Suppose $a_1 = A$ and $a_2 = B$ such that $A>>B$. In this case, the function $v (A,B)$ may be significantly negative, even though $y(a_1)$ and $w(a_2)$ are maximised. It may then be advantageous to bring $a_1$ closer to $a_2$ to increase (i.e., bring closer to $0$) the disutility from the value $v(A,B)$. The marginal incentive of such convergence is given by comparing the derivatives of the three functions.

Answer 1

I hope I understand correctly your question.

I think that, on the basis of the conditions you wrote, you can't be sure that a maximum of $Y(a_1,a_2)$ exists.

How can we establish that a maximum of a function exists?

The most well-known theorem is the Weierstrass' Theorem, that ensures that a continuous function on a compact set $X$ to $\mathbb{R}$ has a global maximum and a minimum on $X$. In your case, $Y(a_1,a_2)$ is defined on $\mathbb{R^2_{\geq 0}}$, which is not compact, because it is unlimited.
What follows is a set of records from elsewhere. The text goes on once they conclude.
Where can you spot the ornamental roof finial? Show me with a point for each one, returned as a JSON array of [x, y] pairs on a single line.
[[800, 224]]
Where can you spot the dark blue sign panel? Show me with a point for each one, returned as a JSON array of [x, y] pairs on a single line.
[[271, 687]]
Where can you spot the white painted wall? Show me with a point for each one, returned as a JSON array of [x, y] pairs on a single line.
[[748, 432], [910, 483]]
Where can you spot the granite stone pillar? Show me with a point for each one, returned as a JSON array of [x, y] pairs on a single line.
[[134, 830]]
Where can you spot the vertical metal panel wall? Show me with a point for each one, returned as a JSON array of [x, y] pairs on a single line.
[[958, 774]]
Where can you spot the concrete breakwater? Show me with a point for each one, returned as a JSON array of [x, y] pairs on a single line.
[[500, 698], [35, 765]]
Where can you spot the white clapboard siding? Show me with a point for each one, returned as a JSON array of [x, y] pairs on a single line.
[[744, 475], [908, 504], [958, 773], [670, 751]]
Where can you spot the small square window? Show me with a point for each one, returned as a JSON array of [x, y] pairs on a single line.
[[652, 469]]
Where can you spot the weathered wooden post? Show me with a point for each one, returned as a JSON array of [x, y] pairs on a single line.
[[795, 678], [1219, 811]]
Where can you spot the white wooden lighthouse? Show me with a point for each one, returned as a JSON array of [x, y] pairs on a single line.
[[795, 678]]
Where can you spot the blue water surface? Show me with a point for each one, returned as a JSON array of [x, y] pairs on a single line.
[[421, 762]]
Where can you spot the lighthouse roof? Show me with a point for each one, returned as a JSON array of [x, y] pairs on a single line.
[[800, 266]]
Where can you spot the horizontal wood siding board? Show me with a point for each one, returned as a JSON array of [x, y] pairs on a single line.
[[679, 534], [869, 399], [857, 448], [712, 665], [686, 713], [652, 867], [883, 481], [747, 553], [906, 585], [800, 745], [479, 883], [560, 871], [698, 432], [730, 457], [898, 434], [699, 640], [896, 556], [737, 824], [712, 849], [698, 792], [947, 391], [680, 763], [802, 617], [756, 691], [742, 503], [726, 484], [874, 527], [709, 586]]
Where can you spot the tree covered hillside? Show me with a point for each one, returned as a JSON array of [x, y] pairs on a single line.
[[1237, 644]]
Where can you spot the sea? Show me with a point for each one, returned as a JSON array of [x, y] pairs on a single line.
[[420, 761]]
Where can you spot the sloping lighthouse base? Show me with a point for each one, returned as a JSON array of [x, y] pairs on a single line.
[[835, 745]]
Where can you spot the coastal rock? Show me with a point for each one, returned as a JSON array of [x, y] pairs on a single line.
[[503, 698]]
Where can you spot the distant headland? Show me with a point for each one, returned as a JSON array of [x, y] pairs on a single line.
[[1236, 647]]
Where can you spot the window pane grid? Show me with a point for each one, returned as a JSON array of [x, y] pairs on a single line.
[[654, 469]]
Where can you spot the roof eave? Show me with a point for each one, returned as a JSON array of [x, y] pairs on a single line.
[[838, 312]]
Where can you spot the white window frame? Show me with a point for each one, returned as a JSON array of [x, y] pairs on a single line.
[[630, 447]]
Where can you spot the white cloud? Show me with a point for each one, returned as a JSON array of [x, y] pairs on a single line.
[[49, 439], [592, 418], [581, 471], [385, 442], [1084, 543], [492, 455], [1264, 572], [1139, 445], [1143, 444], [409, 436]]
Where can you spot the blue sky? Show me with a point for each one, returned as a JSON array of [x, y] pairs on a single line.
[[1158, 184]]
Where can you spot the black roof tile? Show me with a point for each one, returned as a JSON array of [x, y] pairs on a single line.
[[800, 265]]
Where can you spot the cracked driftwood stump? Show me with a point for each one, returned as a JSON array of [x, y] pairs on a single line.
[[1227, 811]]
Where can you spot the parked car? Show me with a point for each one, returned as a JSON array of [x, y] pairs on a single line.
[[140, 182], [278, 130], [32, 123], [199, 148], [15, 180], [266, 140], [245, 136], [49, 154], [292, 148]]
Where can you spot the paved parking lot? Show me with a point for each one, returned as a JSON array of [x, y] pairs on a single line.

So, Weierstrass' Theorem doesn't apply.

As the function $Y(a_1,a_2)$ is continously differentiable, we can resort to conditions on first order derivatives, and second order conditions on derivatives in the case the function is twice diffentiable.

For a point to be of an interior point of (relative) maximum a necessary condition is that the partial derivatives are 0 in that point. But to establish if, in that point, we have a maximum or not, we have to look at the Hessian, that is to the second order derivatives.

But you have only conditions on the first order derivatives, and no conditions on the second order derivatives, neither if they exist or not. So, nothing can be said.

Besides interior points of maximum, we could have points of (global) maximum on the border of the domain of the function $Y$, $\mathbb{R^2_{\geq0}}$, that is the points for which $a_1=0$ or $a_2=0$.

But again, we cannot say anything about the existence of such points on the border.

Of course, there can be other ways to prove the existence of a maximum. What I mean is that proving that a maximum always exists under the given conditions is not obviuos, and proving its existence, in the case it exists, is not trivial.